The experiments to get the best images out of the x-ray machine have produced some useful results.
Producing a good x-ray relies on getting the x-rays to just pass through the material. You want them to pass through the slightly less dense areas and not to pass through the denser areas. This is how you pick up the internal structure. You have to judge the power so that the x-rays just pass through the material so that these differences in density are significant enough to affect the image on the x-ray plate.
The x-rays generated by the machine can produce lower energy secondary x-rays when they hit other things (like the bottom of the x-ray machine). These low energy x-rays can also affect the x-ray plate and fog the image slightly. You can put different filters in, in different places to remove these secondary x-rays but you have to judge it so that you get the best results.
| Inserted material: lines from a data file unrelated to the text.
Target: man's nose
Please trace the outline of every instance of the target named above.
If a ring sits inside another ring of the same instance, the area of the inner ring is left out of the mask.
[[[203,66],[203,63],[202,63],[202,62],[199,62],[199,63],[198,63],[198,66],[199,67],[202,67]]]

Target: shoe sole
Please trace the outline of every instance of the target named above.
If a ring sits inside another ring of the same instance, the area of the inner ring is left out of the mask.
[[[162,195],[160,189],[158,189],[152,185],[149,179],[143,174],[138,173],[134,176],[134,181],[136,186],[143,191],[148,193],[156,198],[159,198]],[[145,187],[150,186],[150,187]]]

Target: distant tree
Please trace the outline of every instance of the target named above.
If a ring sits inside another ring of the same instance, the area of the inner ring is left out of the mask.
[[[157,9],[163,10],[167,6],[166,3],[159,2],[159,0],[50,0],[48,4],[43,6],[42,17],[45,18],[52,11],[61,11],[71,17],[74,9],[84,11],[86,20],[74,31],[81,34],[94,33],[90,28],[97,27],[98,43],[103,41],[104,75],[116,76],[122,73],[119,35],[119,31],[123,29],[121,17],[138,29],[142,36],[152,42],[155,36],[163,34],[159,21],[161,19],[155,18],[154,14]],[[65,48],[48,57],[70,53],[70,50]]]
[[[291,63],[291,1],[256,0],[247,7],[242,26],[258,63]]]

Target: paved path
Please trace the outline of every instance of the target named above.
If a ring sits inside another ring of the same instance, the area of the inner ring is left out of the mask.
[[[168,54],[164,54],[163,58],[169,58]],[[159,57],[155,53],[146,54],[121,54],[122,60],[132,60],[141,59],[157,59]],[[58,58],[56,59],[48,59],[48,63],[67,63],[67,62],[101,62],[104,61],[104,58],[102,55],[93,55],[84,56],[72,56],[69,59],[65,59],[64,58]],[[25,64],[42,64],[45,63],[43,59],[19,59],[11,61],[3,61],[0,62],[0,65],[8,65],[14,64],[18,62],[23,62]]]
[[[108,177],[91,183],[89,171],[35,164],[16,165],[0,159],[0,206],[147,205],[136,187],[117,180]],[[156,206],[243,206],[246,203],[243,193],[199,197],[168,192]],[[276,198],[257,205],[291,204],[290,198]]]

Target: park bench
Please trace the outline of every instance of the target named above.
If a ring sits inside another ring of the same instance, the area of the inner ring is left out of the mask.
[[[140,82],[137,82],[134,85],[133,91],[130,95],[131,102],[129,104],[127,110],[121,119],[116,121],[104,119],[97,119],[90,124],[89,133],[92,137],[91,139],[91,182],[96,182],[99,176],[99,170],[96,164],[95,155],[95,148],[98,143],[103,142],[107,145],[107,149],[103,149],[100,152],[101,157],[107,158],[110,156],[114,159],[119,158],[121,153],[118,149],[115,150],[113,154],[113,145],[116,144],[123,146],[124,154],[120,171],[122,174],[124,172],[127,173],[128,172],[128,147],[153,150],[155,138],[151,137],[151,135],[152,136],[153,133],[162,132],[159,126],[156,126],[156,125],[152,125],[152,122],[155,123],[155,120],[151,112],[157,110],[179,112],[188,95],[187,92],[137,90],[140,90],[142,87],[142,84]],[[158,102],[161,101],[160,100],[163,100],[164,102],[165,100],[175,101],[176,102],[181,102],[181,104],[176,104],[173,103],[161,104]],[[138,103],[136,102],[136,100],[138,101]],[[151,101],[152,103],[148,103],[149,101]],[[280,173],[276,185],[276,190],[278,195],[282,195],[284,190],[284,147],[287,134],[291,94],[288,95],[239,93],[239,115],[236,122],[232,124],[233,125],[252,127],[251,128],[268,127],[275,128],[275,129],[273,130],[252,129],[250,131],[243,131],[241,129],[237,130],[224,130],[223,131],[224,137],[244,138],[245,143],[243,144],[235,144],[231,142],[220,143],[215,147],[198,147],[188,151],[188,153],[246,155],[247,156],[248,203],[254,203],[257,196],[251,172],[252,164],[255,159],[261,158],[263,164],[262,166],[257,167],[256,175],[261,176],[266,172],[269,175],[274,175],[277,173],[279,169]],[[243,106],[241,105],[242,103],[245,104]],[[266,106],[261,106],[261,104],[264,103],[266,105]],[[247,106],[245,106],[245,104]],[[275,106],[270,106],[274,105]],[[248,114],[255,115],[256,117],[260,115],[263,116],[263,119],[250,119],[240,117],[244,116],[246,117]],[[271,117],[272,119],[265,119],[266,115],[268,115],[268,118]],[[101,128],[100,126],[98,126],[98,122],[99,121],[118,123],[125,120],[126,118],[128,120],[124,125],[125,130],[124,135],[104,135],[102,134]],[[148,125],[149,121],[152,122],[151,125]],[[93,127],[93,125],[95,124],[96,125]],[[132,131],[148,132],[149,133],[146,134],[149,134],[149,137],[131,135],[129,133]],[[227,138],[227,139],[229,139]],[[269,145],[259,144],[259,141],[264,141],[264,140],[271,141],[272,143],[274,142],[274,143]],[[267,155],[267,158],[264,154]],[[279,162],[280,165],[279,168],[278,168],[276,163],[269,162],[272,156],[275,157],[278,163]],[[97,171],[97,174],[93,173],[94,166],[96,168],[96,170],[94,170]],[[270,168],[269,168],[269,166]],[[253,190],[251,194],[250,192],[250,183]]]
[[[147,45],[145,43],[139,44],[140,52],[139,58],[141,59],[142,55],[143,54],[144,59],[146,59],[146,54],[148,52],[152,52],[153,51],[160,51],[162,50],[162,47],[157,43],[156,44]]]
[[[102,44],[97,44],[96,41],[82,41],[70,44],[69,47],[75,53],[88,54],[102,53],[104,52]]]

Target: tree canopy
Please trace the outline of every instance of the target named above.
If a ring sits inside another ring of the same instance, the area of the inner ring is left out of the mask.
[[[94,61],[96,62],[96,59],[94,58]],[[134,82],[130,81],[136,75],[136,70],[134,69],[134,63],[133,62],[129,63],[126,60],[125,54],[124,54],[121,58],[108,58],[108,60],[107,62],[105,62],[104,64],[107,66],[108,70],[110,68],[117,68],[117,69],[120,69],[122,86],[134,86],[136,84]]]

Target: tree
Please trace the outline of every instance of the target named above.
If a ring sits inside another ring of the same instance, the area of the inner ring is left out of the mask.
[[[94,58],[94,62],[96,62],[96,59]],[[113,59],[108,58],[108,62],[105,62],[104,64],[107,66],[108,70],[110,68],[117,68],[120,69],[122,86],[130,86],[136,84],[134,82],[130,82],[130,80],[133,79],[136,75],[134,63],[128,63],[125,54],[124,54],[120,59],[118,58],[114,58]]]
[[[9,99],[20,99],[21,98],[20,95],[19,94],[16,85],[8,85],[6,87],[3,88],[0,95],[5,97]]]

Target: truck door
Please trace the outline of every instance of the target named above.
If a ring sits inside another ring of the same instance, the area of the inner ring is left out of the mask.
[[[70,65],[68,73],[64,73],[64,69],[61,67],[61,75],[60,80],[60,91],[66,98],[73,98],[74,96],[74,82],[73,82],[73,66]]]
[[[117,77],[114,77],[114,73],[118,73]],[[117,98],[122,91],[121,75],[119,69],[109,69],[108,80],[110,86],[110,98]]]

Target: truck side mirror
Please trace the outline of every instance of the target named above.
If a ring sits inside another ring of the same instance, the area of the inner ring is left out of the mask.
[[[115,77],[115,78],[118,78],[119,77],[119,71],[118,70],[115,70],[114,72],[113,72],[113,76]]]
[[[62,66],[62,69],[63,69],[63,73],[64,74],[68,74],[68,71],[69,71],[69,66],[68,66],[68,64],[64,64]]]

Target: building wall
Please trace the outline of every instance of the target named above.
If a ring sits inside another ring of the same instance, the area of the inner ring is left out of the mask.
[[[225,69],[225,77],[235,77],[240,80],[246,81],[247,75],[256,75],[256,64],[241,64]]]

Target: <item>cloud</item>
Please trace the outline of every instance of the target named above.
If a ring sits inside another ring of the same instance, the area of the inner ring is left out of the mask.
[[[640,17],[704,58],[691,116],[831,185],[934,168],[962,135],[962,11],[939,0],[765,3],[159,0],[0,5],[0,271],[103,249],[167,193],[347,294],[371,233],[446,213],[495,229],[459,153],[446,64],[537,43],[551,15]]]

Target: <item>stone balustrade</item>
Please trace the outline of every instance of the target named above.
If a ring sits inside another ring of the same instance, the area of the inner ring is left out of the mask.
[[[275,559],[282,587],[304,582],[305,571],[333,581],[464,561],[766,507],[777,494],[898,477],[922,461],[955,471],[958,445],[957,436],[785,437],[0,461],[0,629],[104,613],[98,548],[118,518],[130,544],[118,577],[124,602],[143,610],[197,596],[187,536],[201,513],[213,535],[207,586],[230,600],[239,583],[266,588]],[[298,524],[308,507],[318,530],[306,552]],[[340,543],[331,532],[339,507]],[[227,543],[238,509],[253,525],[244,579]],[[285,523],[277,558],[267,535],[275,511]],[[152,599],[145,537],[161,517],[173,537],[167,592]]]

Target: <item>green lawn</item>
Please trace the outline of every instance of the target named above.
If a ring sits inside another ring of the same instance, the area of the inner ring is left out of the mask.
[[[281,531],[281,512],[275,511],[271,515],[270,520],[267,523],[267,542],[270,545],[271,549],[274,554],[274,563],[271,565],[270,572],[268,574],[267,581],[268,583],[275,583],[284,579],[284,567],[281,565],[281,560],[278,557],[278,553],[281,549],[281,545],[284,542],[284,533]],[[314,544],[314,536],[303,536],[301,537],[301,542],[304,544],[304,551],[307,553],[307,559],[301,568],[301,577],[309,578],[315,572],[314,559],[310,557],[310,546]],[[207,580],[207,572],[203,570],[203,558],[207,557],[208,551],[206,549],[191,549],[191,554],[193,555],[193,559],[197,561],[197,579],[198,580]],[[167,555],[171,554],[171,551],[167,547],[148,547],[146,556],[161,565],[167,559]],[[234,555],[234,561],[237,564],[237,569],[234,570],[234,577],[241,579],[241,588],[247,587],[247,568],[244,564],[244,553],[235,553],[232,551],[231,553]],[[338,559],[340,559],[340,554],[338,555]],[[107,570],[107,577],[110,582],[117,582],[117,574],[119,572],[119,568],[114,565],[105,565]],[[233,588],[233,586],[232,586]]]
I have been doing a lot of human bone, at the lower end of the exposure range of the machine. Bone is not very dense and lower energy x-rays are needed (between 65kv and 80kv). Having tried exposures with and without a filter underneath the plate, the general consensus is that the image is slightly sharper with the filter in place. However, putting a filter on top at these low kv values, produces a very ‘thin’ result (see figure 1) and detail is lost.
At the other end of the scale, you definitely need a top filter at high kv values. The image is very much fuzzier if you do not use a top filter when x-raying thicker metal (see figure 2). The trick has been to work out at what point you need to add the top filter. The cut-off point appears to be 100kv.